# Ordering from My Pet Chicken



## Jmmacfarlane (Apr 5, 2017)

I was just curious who has bought chicks from MYP before, and if it was worth it. I currently have 14 chicks in my cart on their website and I just can't seem to bring myself to checkout! I'm worried that if I'm paying $104 (shipping is a whopping $45) for these chicks and a few die on the way or something, I'm going to be heartbroken. I'm not buying standard breeds, otherwise I'd just drive on over to Tractor Supply and grab some there. I'm not sure what I want to do, but any advice helps! Thanks!


----------



## Nm156 (May 16, 2015)

MPC is not a hatchery they order from other hatcheries.It might be cheaper to find a hatchery that has all the chickens you want.


----------



## Nm156 (May 16, 2015)

If you're looking for show chickens/SOP birds,then you'll have to seek out individual breeders.


----------



## chickenqueen (Jan 9, 2016)

I've always bought mine from Murray McMurray Hatchery.I have always received live,thirsty chicks.They have a large selection and the price is decent and they do guarantee your chicks will arrive in good condition. .Have the chicks vaccinated,it only costs pennies per chick and may save you some problems later on.I remember one year I ordered a variety of 36 chicks at full price and vaccinated for less than $200.Plus,they have different deals to make it a little cheaper and if you wait,you can order as few as 15 chicks instead of the minimum 25 chicks.I am currently waiting on 10 goslings the first week of May from them.My first waterfowl and they cost me $190 with shipping.Sometimes you have to pay more to get what you want but I know they will be healthy when I receive them.I imagine mine are incubating right now.I ordered them the beginning of last month and I can hardly wait!!!


----------



## Jmmacfarlane (Apr 5, 2017)

Thanks!

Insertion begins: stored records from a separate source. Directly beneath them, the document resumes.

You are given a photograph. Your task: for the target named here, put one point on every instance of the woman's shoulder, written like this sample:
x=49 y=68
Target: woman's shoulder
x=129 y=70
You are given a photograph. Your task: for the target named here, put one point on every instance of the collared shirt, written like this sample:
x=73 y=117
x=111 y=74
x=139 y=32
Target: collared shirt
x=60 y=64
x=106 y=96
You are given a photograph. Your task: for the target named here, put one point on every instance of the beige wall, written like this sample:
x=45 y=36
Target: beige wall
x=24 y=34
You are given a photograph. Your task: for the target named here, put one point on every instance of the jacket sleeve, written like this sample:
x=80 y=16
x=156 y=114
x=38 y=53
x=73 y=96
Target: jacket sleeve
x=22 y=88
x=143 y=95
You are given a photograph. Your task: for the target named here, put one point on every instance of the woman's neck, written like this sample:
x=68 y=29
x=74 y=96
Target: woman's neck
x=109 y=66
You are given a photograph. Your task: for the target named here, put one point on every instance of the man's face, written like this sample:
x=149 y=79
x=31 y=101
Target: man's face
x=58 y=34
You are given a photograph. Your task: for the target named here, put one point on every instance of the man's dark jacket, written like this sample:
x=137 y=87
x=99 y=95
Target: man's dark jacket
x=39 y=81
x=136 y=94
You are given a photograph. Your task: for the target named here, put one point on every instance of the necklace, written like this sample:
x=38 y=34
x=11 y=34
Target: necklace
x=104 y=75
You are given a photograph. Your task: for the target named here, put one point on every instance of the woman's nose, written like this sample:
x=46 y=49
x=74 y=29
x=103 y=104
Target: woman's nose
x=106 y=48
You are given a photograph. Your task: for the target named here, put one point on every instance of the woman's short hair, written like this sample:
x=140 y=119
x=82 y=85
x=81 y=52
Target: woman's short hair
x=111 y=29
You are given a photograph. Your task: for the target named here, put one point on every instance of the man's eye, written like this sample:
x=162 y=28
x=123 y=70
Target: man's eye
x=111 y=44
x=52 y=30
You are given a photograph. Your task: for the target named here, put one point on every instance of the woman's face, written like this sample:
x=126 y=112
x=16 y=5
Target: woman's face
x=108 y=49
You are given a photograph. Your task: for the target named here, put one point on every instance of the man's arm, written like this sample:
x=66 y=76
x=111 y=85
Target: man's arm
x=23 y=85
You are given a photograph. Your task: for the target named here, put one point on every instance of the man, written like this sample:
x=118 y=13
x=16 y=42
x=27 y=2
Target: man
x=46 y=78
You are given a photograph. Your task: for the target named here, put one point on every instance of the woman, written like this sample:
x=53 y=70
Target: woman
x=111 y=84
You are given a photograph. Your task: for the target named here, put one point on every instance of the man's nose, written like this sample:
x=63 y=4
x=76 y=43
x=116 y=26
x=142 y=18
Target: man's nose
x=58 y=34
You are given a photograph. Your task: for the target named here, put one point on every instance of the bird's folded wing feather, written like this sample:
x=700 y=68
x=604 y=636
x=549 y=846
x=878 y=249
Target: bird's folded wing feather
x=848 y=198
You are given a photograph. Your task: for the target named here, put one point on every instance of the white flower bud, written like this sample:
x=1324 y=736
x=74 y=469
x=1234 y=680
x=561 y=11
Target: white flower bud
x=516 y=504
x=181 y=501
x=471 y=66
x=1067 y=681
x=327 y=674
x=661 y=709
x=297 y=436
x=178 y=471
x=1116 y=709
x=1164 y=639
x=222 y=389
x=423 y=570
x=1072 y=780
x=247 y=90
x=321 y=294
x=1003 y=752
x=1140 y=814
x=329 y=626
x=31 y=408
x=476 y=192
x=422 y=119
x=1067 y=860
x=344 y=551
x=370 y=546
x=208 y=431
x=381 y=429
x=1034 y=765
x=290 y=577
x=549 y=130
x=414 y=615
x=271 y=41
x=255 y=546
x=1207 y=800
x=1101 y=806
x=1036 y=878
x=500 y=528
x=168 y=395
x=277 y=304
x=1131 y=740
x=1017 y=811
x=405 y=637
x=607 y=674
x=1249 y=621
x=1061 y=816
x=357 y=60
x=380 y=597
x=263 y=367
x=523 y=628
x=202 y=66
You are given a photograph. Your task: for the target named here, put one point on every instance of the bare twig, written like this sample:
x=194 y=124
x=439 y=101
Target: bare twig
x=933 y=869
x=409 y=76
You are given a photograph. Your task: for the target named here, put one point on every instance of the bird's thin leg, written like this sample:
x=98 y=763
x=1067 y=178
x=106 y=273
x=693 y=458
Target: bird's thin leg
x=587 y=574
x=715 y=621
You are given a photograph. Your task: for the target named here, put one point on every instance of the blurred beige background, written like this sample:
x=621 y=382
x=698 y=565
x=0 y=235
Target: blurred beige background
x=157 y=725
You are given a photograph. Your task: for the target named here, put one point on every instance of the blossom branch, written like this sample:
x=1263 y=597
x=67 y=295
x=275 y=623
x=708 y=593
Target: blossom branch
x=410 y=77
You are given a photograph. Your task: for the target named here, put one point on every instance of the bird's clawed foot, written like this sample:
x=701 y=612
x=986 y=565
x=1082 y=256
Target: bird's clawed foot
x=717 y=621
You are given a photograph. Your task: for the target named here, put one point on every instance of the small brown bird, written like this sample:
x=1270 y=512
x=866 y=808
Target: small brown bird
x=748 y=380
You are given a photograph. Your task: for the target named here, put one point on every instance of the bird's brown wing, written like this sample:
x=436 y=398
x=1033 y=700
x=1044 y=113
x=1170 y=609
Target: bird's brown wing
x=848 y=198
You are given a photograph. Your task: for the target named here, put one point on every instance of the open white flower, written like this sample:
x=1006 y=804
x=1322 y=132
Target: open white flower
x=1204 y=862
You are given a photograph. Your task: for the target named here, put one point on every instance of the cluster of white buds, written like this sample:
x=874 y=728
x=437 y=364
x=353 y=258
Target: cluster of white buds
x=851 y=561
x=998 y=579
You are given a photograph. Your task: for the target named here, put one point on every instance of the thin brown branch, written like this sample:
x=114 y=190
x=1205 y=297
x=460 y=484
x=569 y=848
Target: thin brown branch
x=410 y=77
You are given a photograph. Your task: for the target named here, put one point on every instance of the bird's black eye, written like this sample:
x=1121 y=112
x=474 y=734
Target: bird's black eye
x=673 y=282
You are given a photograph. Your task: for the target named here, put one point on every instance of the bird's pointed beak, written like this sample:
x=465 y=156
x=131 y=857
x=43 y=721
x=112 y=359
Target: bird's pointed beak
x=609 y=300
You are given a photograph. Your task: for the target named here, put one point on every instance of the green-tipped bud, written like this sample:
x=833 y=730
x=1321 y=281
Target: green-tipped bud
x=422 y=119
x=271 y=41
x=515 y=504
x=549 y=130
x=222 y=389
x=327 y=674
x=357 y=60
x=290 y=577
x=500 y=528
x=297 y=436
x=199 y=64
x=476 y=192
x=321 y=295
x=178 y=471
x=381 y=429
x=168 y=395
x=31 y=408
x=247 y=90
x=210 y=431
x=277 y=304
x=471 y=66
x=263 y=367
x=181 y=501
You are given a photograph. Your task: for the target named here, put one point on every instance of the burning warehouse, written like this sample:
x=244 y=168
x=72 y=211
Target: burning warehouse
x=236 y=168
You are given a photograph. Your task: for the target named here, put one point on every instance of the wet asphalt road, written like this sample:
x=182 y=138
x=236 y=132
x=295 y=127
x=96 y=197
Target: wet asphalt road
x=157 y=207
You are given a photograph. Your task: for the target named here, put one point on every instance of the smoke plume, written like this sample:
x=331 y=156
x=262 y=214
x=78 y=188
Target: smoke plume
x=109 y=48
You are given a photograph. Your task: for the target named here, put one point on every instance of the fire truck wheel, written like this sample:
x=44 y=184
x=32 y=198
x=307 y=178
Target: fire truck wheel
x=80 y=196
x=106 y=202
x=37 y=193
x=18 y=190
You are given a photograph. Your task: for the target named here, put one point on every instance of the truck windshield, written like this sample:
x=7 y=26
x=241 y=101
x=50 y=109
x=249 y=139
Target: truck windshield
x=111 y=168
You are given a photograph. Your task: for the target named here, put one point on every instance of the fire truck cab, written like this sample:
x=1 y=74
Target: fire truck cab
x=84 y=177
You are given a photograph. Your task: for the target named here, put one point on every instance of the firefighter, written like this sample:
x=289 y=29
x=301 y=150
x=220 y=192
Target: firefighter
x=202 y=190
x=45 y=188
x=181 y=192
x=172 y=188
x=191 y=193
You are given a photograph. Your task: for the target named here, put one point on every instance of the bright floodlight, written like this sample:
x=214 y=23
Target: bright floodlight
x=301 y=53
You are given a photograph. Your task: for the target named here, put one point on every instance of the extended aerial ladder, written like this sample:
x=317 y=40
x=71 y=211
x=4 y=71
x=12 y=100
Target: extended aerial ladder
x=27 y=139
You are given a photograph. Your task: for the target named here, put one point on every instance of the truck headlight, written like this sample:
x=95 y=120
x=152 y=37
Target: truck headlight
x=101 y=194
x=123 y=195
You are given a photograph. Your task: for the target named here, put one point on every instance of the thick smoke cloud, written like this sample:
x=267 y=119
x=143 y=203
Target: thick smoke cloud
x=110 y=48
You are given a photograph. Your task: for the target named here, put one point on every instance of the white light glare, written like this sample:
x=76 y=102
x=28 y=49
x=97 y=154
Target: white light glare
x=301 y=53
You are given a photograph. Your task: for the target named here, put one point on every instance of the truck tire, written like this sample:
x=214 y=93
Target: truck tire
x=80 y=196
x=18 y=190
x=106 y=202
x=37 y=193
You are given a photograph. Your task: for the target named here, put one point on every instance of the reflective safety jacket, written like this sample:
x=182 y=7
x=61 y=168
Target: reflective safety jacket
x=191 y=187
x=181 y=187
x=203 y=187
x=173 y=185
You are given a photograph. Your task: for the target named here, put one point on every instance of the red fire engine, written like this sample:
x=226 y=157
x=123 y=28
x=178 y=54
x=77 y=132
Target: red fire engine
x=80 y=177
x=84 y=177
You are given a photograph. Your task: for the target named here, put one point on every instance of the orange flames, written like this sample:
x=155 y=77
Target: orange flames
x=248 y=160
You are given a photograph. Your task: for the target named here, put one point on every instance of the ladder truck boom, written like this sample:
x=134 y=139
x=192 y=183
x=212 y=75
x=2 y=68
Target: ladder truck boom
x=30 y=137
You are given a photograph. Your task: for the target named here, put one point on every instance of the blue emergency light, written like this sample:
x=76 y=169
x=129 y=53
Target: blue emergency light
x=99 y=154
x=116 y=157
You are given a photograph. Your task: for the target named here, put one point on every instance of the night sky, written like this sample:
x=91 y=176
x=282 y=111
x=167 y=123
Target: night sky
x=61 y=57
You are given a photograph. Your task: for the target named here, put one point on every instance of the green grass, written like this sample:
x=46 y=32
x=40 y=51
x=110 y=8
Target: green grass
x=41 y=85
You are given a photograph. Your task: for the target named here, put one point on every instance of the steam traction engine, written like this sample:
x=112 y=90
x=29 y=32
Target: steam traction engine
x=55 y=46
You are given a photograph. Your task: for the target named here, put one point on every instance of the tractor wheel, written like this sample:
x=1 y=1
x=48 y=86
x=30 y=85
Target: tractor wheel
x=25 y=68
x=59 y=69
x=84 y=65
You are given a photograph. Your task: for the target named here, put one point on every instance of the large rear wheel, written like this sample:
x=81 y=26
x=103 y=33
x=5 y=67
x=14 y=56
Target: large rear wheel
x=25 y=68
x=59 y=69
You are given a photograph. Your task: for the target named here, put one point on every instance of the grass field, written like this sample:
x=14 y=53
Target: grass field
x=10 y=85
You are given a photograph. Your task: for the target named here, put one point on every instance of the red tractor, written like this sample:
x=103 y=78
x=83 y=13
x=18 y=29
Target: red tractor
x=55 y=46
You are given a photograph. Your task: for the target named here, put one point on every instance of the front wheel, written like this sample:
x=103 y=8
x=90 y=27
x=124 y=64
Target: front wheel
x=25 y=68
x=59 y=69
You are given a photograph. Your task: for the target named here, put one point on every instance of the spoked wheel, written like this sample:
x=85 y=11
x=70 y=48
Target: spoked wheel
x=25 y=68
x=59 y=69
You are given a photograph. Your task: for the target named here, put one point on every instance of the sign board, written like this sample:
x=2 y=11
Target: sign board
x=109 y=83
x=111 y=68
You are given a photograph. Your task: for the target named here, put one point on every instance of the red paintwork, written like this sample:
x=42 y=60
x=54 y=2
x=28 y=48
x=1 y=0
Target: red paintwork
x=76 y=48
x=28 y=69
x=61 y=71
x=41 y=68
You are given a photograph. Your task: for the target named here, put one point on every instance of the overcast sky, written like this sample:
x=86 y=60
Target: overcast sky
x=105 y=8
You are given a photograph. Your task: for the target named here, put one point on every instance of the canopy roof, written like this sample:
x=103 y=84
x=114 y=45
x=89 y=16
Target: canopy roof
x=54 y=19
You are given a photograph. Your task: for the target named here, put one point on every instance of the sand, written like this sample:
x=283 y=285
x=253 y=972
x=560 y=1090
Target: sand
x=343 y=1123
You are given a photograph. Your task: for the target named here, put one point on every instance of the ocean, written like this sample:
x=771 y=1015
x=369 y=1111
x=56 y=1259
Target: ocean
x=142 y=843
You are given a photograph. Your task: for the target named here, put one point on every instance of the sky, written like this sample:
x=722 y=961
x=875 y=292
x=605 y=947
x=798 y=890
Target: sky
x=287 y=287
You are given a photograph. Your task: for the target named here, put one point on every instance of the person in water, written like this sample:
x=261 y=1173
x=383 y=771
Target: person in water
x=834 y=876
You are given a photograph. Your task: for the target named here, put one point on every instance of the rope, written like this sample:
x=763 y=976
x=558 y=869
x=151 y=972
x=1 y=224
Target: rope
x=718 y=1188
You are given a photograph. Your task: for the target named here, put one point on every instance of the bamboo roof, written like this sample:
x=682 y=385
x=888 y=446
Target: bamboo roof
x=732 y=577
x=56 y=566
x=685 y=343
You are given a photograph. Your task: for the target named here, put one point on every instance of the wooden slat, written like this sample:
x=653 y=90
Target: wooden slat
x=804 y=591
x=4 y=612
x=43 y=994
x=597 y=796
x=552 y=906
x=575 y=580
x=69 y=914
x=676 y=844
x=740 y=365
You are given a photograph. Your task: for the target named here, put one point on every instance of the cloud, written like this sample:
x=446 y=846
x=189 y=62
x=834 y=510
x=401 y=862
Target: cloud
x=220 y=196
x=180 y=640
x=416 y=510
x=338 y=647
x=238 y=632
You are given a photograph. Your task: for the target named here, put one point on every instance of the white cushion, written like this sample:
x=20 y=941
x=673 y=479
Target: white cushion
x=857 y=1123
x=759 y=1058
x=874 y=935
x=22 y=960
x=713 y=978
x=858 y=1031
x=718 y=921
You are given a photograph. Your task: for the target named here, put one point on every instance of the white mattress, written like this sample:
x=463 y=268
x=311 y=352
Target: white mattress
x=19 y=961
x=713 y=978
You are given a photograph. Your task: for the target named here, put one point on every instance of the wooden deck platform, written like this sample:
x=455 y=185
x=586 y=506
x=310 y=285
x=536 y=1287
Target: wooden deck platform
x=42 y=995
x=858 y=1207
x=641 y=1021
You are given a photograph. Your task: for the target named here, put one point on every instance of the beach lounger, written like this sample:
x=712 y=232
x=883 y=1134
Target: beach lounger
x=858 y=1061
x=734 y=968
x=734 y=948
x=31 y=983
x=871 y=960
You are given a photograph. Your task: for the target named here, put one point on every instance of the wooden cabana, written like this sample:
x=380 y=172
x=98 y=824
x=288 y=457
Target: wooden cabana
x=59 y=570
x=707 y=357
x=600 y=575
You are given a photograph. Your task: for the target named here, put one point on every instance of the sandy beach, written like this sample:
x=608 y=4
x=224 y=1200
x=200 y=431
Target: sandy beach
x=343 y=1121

I just ordered from Meyer Hatchery- was WAY cheaper!


----------



## seminole wind (Aug 22, 2015)

You can save lots of money buying them from Tractor supply and probably a lot less stress. I have ordered many chicks online from several different hatcheries and they all may have their problems and MPC gets their chicks from another hatchery . So I don't feel one hatchery is better than the other. I would see what TS has. Usually they order all girls too. Congrats on your endeavor!


----------



## dawg53 (Aug 25, 2015)

I've ordered from MPC by phone before (not online) and never had a problem. They take orders for Meyer hatchery.
Since I ordered standard breeds, it wasnt too expensive at all.
I suggest you call them and have a talk with them, wont hurt. They have always been helpful and courteous when I've called them. 
All my birds ordered through MPC (and Meyer) have arrived alive and healthy. Same is true for Ideal hatchery out of Texas.


----------



## Maryellen (Jan 21, 2015)

My neighbor orders from MPC, she likes them ,but also says the shipping charge is crazy


----------



## chickenqueen (Jan 9, 2016)

What kind of chickens did you order?We are curious.....


----------



## Jmmacfarlane (Apr 5, 2017)

Oh, yes! I forgot to post on here about what I ended up choosing. I went with a few different breeds, like you had mentioned. 2 Black Sumatras, 1 Black Sumatra rooster (I'm excited to breed him!), 2 Silver & 2 Gold Laced Wyandottes, 2 Australorps, 1 Jersey Giant, 1 Buff Orpington, 1 Andalusian, 1 partridge Cochin, and my daughter chose a White Crested Black Polish for herself haha.  thanks for all your help everyone! I'm so excited to get them in and see how they all turn out


----------



## Jmmacfarlane (Apr 5, 2017)

I was really trying to snag a Lavender breed of hen, but they are SO expensive! Figured I'll wait on those haha.


----------



## chickenqueen (Jan 9, 2016)

Alright,you got quite a selection of breeds.They will look awesome in your yard.IMO,a varied flock is the best and you get several personalities.Handle them a lot as chicks and you will get good,tame birds.Good luck with your new flock and enjoy!!!


----------



## Jmmacfarlane (Apr 5, 2017)

Thank you so much for all of your help! I'm excited for such a wide variety of birds, and I hope they all get along well. I handle my silkies a lot, but only 2 seem to enjoy it. The others tolerate it, but they'd much rather doing their own thing. Sassy little birds haha.


----------



## seminole wind (Aug 22, 2015)

I love my group of 5 roo silkies. I call them my little mans. They seem more tolerant of handling than the hens. 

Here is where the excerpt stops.